「菜食」は本当か?鎌倉武士の食生活の実態
鎌倉時代、源頼朝に従って鎌倉幕府を作り上げ、その鎌倉幕府のトップである鎌倉殿に仕えた御家人である鎌倉武士たちは、どのような人々で、どのような生活を送っていたのか。
『16テーマで知る 鎌倉武士の生活』(西田友広著、岩波書店刊)では、鎌倉武士の食生活や服装、住居、社会的役割、武芸、恋愛事情など、様々な視点から古文書や絵巻物などの史料に基づき、解説する。
■謎に包まれた鎌倉武士の食生活
鎌倉武士は、普段の日常生活の中ではどのようなものを食べていたのか。日常的なことはわざわざ記録されることが少ないため、断片的な史料を集めることが必要となる。鎌倉武士の日常の食事は古文書などからはなかなかわからないが、『病草子』という絵巻物に描かれた庶民の食事が参考になる。食事一式が描かれてており、折敷の上に6つの食器が置かれている。中央の2つの大きな食器には、山盛りのご飯と汁物。その手前の3つの食器にはおかず、奥の食器には調味料が入っていると考えられ、一汁三菜ということになる。おかずの食器には魚のようなものが描かれ、まだ醤油がないため、調味料は塩か酢だったのではないかと考えられる。ご飯は玄米と考えられ、麦などの雑穀も混ざっていたかもしれない。この頃はまだ1日2食で、肉体労働も多かったため、ご飯は山盛りになっている。また。『吾妻鏡』には、ある御家人が「湯漬」を食べる場面がある。湯漬は、ご飯にお湯をかけたもので、お茶漬けのお茶を湯にしたもの。このような鎌倉武士の食生活が絵巻物からわかってくる。

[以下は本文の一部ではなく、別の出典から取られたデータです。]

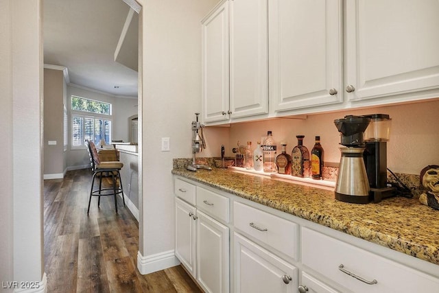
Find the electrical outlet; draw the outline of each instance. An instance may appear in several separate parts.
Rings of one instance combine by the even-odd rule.
[[[169,152],[171,150],[170,141],[169,137],[162,137],[162,152]]]

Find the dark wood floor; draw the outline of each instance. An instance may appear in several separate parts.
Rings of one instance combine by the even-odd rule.
[[[90,169],[44,183],[45,271],[49,292],[200,292],[181,266],[147,275],[137,268],[137,221],[121,200],[92,198]],[[120,198],[119,198],[120,199]]]

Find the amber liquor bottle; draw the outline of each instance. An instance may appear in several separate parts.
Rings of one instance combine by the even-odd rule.
[[[303,145],[305,135],[297,135],[297,145],[293,148],[291,154],[293,160],[291,174],[297,177],[309,176],[309,152]]]
[[[323,158],[324,152],[320,145],[320,137],[316,137],[316,144],[311,151],[311,172],[313,179],[323,179]]]
[[[277,172],[281,174],[291,174],[291,156],[287,154],[287,144],[281,144],[282,152],[276,157],[276,165]]]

古文書などからはわかりにくい食材について多くのことを教えてくれるのが、発掘の成果だ。鎌倉では鹿や猪、兎や狸の骨が出土してる。昔の日本人は肉、特に獣肉を食べなかったと思われがちだが、実際にはかなり食べていたことが明らかにされている。武士たちは弓射の訓練として、また楽しみとして狩りを行っていたが、獲物とされた鹿、猪、鳥などは料理され、食べていたという。
また、鎌倉武士の普段の飲み物は、水か湯だったと思われる。他には、宴会など大人数いる席では酒も飲まれていた。茶は、鎌倉時代の初め頃はまだ薬や仏様のお供物として用いられることが多かった。鎌倉時代の後期には、鎌倉の寺院や上級武士の間で抹茶が流行していたという。
本書では、食生活のほか、16のテーマから鎌倉武士の生活を解説している。どんな家に住み、何を食べ、どんな服を着ていたのか、日常生活から見ると、鎌倉武士がどんな人たちだったかもイメージしやすくなるため、歴史をより楽しく学ことができるはずだ。